Таким образом, все дхармы пусты, бессущностны и безопорны. Их главная и по существу единственная характеристика — это то, что они найратмья (бессамостны, бессущностны, «без я»).

Более того, сама причинность, трансцендентальное условие пустотности сущего, сама по себе пуста и не суща. Пуста и сама пустота: она не есть некий метафизический принцип, наделенный собственной природой. Она есть лишь лишенность своебытия, или не обладание своебытием всеми феноменами. Именно поэтому «тот, кто создает особую позицию на основе учения о пустоте, находится в наихудшем заблуждении». Вместе с тем, шуньята есть татхата (таковость, истинная реальность как она есть), пустота феноменов как их единственное сущностное свойство и есть то, что они поисгине есть.

Любая попытка создать адекватную реальности метафизическую систему или релевантную онтологию обречена на провал: думая, что мы описываем бытие, мы описываем лишь наши представления о бытии, созданные нашей различающей мыслью, положившей прежде всего субъект-объектную дихотомию как условие эмпирического познания.
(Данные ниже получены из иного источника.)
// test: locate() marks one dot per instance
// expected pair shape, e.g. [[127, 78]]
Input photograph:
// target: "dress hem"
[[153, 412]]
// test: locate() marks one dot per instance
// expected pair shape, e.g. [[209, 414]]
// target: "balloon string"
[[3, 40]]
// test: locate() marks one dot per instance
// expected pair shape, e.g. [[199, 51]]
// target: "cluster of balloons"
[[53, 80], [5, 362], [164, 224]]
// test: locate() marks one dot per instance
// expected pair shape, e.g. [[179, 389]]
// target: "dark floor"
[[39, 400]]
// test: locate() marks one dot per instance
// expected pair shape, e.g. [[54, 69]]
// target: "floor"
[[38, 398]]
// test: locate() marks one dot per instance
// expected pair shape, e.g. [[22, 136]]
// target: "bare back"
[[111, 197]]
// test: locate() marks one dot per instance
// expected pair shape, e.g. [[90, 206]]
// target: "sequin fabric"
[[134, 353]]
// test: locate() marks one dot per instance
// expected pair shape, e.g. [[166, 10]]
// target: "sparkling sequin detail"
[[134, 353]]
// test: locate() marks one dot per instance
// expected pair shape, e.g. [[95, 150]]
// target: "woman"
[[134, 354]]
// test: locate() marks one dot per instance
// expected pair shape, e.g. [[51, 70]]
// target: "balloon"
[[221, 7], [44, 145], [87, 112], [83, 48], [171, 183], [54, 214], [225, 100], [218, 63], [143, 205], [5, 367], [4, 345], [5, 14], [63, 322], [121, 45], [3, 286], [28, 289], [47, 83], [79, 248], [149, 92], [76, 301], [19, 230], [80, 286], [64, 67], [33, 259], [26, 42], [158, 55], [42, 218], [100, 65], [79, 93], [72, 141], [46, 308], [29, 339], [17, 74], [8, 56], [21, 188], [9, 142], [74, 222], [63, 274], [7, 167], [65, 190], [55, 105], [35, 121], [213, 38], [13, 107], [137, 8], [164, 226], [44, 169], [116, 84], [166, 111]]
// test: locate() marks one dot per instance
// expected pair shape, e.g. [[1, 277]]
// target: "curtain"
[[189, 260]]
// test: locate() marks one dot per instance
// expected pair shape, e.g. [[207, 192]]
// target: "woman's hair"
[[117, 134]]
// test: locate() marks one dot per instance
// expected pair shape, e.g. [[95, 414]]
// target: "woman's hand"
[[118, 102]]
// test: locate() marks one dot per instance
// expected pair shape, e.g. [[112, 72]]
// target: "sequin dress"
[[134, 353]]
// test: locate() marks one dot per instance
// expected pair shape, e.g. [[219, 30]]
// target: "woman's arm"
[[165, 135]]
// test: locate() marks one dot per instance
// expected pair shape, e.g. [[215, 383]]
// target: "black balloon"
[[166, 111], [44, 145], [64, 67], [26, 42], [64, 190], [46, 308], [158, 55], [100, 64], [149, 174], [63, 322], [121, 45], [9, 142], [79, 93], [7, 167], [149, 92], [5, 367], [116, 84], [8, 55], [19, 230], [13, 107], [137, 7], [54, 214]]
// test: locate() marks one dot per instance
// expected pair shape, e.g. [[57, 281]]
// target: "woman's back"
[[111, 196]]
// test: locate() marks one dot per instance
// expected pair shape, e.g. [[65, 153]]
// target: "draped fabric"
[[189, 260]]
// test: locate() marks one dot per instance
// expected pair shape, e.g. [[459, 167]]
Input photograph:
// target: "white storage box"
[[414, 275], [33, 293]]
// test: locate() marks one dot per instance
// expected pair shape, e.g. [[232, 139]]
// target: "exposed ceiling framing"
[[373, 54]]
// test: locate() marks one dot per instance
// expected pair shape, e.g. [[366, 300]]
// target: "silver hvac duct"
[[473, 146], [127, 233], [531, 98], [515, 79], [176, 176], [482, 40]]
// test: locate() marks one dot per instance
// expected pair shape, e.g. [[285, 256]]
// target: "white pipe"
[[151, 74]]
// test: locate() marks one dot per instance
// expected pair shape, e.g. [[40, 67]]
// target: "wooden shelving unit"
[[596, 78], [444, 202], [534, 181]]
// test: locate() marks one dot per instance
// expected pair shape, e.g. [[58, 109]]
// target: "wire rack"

Вначале мы навешиваем на реальность ярлыки, а потом принимаемся изучать их, принимая их за саму реальность, или, другими словами, принимаем за луну палец, указывающий на луну (образ китайской даосской литературы, активно использовавшийся, однако, и китайскими буддистами).

Доказывая непригодность философских категорий (как буддийских философских школ, так и брахманистских) для описания реальности и создания адекватной онтологии, Нагарджуна применяет своеобразную отрицательную диалектику, получившую название «прасанга» («отрицательное аргументирование»). В «Мула мадхьямака кариках» Нагарджуна рассматривает и отвергает как нерелевантные такие категории, как причинность, движение, время, пространство, количество и ряд других. Рассмотрим два примера: критику Нагарджуной отношения «причина-следствие» и критику буддийской теории мгновенности и категории «время».

Нагарджуна задает вопрос, как соотносятся причина и следствие? Можем ли мы сказать, что следствие отлично от причины? Нет, не можем, потому что в таком случае невозможно доказать, что данное следствие является следствием именно этой, а не какой-либо другой причины. Может быть, следствие и причина тождественны? Тоже нет, потому что тогда их вообще бессмысленно различать. Может быть, причина и следствие и тождественны, и различны? Нет, это тоже невозможно, потому что этот взгляд будет сочетать ошибки двух первых утверждений. Можно ли сказать, что причина производит следствие? Нельзя, потому что в таком случае мы должны предположить возможность следующих альтернатив: а) следствие уже присутствовало в причине; 6) следствие не предсуществовало в причине, но появилось заново; в) имело место и то, и другое вместе. Эти альтернативы равно невозможны. В первом случае вообще нельзя говорить о причине и следствии, поскольку это просто одно и то же. Во втором случае утверждается нечто невероятное, поскольку бытие и небытие, подобно жизни и смерти, свету и тьме, являются контрарными (взаимоисключающими) противоположностями, и если чего-то нет, то его не может быть — «нет» не может перейти в «да», из «ничего» не может получиться «нечто». Третий случай сочетает некорректность и первого, и второго вариантов. Таким образом, причина не порождает следствие, ничто вообще не может быть произведено. Причинность пуста.